Obama forms commission on long lines to vote
(CNN) – Taking steps to make good on a pledge from his State of the Union Address, President Obama signed an executive order Thursday that establishes a bipartisan panel to address long lines at polling stations and other voter irregularities…
The panel only has the power to make recommendations. State and local authorities are tasked with administering elections and ultimately have the final say on resource allocations. Moreover, only Congress has the power to create national standards around early voting, voter ID laws and means of registration.

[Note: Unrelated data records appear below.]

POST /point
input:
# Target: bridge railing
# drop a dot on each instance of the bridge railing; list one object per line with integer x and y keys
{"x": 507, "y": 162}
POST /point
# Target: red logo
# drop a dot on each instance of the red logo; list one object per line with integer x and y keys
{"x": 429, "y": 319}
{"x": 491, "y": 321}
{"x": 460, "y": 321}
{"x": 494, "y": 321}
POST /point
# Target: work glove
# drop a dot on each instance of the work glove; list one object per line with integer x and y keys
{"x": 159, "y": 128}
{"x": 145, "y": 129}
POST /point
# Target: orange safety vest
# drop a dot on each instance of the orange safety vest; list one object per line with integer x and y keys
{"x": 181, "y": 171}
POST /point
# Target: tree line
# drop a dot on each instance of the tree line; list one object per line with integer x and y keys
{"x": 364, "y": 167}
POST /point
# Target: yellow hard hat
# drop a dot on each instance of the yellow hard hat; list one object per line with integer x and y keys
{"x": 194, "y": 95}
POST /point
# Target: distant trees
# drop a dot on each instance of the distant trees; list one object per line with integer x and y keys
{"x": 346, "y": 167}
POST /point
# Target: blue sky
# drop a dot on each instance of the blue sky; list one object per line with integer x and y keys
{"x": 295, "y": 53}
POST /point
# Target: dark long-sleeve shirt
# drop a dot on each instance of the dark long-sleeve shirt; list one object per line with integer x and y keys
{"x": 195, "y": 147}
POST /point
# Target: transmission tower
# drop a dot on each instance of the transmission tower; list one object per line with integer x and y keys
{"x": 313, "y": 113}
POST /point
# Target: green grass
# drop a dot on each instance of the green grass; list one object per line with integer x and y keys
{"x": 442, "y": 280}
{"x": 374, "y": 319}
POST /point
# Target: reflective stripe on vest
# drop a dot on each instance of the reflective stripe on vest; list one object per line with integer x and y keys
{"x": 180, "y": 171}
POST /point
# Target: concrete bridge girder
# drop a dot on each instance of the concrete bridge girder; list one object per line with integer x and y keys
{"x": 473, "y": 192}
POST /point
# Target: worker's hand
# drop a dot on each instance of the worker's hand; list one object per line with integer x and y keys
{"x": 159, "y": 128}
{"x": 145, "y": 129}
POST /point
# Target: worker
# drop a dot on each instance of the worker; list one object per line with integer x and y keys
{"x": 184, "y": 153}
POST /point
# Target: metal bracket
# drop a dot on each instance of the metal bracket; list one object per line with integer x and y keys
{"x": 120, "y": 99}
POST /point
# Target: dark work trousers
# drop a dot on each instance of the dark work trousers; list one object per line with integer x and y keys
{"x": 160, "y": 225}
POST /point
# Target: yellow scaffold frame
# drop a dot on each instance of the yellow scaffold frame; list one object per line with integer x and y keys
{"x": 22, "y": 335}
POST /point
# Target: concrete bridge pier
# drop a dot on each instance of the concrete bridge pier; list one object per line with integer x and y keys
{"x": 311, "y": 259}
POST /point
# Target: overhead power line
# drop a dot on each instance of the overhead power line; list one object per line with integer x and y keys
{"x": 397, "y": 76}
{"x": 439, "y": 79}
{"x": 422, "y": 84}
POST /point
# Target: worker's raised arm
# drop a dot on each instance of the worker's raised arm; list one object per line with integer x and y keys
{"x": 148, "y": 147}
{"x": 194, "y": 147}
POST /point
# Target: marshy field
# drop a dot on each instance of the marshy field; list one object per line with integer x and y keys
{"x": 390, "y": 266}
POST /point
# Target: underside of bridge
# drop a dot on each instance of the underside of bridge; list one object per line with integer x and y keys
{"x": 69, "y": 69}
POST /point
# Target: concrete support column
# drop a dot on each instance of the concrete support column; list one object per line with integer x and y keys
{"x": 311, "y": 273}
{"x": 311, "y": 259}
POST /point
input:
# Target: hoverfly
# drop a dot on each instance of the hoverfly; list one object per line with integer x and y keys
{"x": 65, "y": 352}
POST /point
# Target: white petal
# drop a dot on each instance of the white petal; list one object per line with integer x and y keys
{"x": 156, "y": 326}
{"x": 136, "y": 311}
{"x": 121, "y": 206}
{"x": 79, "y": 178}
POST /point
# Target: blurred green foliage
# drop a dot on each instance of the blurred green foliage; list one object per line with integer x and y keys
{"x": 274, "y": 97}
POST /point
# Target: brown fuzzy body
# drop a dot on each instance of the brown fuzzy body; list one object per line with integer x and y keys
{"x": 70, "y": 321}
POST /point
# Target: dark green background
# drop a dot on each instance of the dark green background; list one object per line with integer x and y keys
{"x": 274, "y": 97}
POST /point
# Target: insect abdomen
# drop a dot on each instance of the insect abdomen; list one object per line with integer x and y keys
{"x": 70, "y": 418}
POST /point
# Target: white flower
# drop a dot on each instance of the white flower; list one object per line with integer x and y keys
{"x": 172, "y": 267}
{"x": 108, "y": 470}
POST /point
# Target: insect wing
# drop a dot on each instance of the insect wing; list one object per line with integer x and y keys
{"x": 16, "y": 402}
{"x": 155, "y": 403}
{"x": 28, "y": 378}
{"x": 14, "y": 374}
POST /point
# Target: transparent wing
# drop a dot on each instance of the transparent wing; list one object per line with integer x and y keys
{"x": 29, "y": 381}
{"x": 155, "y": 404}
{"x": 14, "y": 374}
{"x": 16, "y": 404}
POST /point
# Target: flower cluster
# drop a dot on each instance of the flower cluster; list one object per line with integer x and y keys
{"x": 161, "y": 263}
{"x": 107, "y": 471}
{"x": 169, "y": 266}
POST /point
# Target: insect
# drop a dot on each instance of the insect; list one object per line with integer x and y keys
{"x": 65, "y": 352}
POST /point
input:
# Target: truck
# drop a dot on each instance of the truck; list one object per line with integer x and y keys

New Voter Suppression Efforts Prove the Voting Rights Act Is Still Needed
(The Nation) By my count, 235 new voting restrictions have been introduced in forty-four states over the past three years.
Here’s the breakdown of where such laws have been introduced in 2013.
• Mandating a government-issued photo ID to cast a ballot: Arkansas, Connecticut, Iowa, Illinois, Massachusetts, Maryland, Missouri, Montana, Nebraska, Nevada, New Jersey, New Mexico, New York, North Carolina, Oklahoma, Virginia, Washington, West Virginia, Washington, Wyoming
• Restricting voter registration drives: Illinois, Indiana, Montana, New Mexico, Virginia
• Banning election-day voter registration: California, Minnesota, Montana, Nebraska
• Requiring proof of citizenship to register to vote: Massachusetts, Missouri, Nevada, Oklahoma, Oregon, South Carolina, Texas, Virginia
• Purging the voter rolls: Colorado, Indiana, New Mexico, Texas, Virginia
• Reducing early voting: Arizona, Indiana, South Carolina, Texas, Wisconsin
• Disenfranchising ex-felons: Virginia.
(On the plus side, thirty states have also introduced measures to make voting easier by adopting online voter registration, election-day registration, expanded early voting and the restoration of voting rights for ex-felons.)….
The continued push to restrict the right to vote reveals the extent to which conservative power remains deeply embedded in the states, thanks to the 2010 election and subsequent aggressive gerrymandering by GOP state legislatures to protect their majorities. To combat this imbalance, Howard Dean’s group Democracy For America is launching a new effort to flip state legislatures from red to blue. The group will start, fittingly, in Virginia this year, and then expand to Iowa, Michigan and Pennsylvania in 2014. DFA plans to spend $750,000 targeting five seats in the Virginia House of Delegates in 2013.